The Chain Tickler just received a significant redesign. The previous design didn't quite fit newer Cervelos. This one will. 

To demonstrate this, I want to give one away to the first Cervelo owner that posts up. The catch is that I need you to photograph the Tickler installed on your bike and post the pics here.

3,2,1...


----------



## dave2pvd (Oct 15, 2007)

No one? 

This is the device that will stop a dropped chain making a nasty mess of your frame. You know, when it gets firmly jammed between your seat tube and crank. A correctly adjusted front derailleur should prevent chain drop _most_ of the time. The dreaded drop tends to occur during aggressive shifting - i.e. racing.

Free Tickler offer stands until noon EST tomorrow.


----------



## balatoe (Apr 15, 2009)

I bought one from you last month and got it installed on my S2. However, my Cervelo is 2009, not 2010. I had to shorten the one I bought at the end by about 1/8" and shave off the outer curve by about 1/16" to make it fit.


----------



## Mtn2RoadConvert (Aug 28, 2006)

My RS is a '09 but I purchased it in February as a frame and built with '10 Sram Force. I've been thinking of getting one of those ticklers as they seem very useful and could save the frame from some damage.


----------



## dave2pvd (Oct 15, 2007)

balatoe said:


> I bought one from you last month and got it installed on my S2. However, my Cervelo is 2009, not 2010. I had to shorten the one I bought at the end by about 1/8" and shave off the outer curve by about 1/16" to make it fit.

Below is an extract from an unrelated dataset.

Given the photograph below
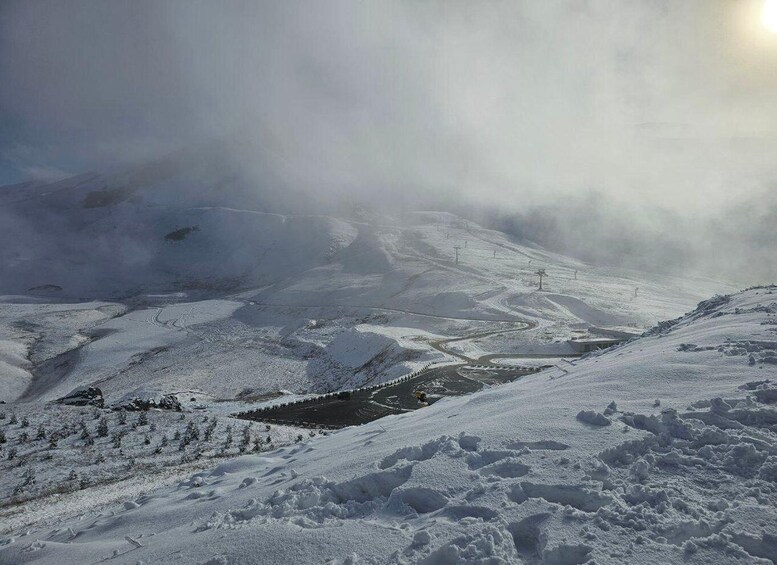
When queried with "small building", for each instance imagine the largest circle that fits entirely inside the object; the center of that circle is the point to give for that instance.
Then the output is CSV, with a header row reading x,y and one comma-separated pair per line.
x,y
586,344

balatoe, thanks for posting up. 

The design has been tweaked so that there is no need to shorten it. Have a look at the bottom of the Tickler, you can see it is straighter and more tapered.

Hope yours is working well for you.


----------



## balatoe (Apr 15, 2009)

You might want to take a picture of the bottom bracket area like I did and post it here to receive a free tickler. BTW, cute cat!


----------



## balatoe (Apr 15, 2009)

Thanks Dave, it's been working great for me! :thumbsup: I also need to mention that I also shaved off a bit of the outer curve of the tickler, as it was too close to the smaller chainring for comfort. Other than that, it is a great fit! I had to readjust my FD after installation, of course.


----------



## dave2pvd (Oct 15, 2007)

Mtn2RoadConvert said:


> My RS is a '09 but I purchased it in February as a frame and built with '10 Sram Force. I've been thinking of getting one of those ticklers as they seem very useful and could save the frame from some damage.

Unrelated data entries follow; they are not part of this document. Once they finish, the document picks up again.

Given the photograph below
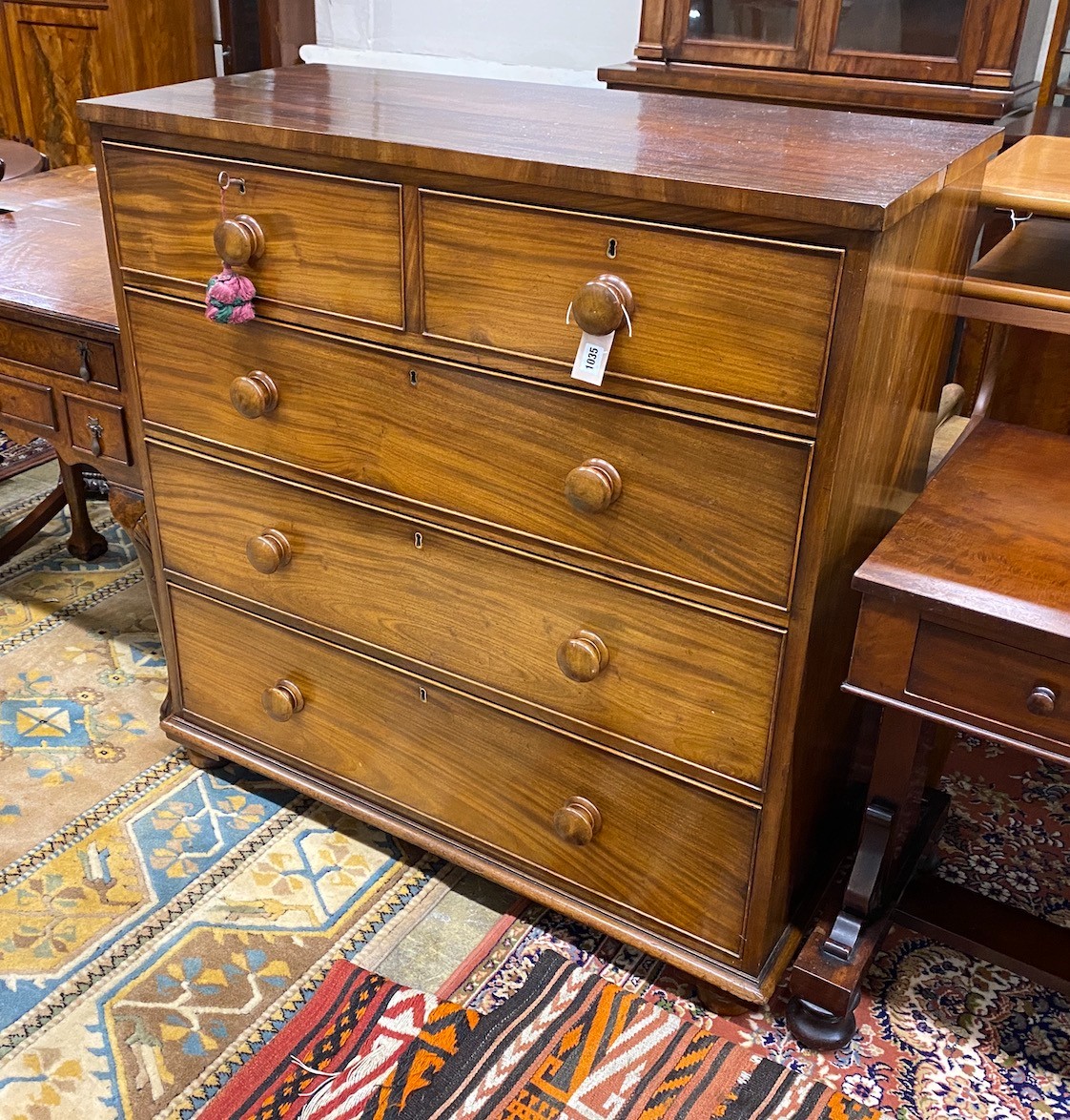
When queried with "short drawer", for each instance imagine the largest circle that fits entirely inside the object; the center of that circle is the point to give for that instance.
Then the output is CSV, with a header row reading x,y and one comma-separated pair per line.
x,y
687,682
85,359
97,429
25,403
1001,683
714,504
329,243
658,848
734,316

Well, no 2010 owners posted up, so it's yours. 

Contact me thru' the Classifieds ad so that I can get your address.


----------



## Mtn2RoadConvert (Aug 28, 2006)

Though I have not thrown the chain or had chain suck on this bike, I was always concerned as it has happened on my Tarmac. There is a race that I enter where a cattle guard is located at the base of hill that immediately has a steep rise to the finish. I have been concerned about the chain jumping while riding full speed over the cattleguard and having to go from the large chainring to the smaller one.

I received the chain tickler in the mail and was excited to get it installed on my RS. The chain tickler did not fit seamlessly to the braze-on front derailleur bracket without some minimal grinding with a flat file to the backside of the tickler as it was hitting the braze-on rivet. After a few minutes of grinding I was able to install the tickler without any problems. I took a couple of pics of the installed chain tickler. Sorry for the dirty bike as I went riding yesterday and didn't get a chance to clean it yet.

The package came with the necessary longer allen bolt for to compensate for the added thickness of the chain tickler. I'm excited to try it out and report back on its performance.

Thanks Dave...looking forward to showing it off to the guys I ride with.


----------



## dave2pvd (Oct 15, 2007)

Mtn2RoadConvert, thanks for the write-up.

That's a seriously skinny braze-on bracket! Cervelo really doesn't leave much room in that area.

I may tweak the CNC program before running the next batch. A chamfer in the area near the rivet will eliminate the need for any filing.

Glad you like it. Hope it saves your frame many times over.


----------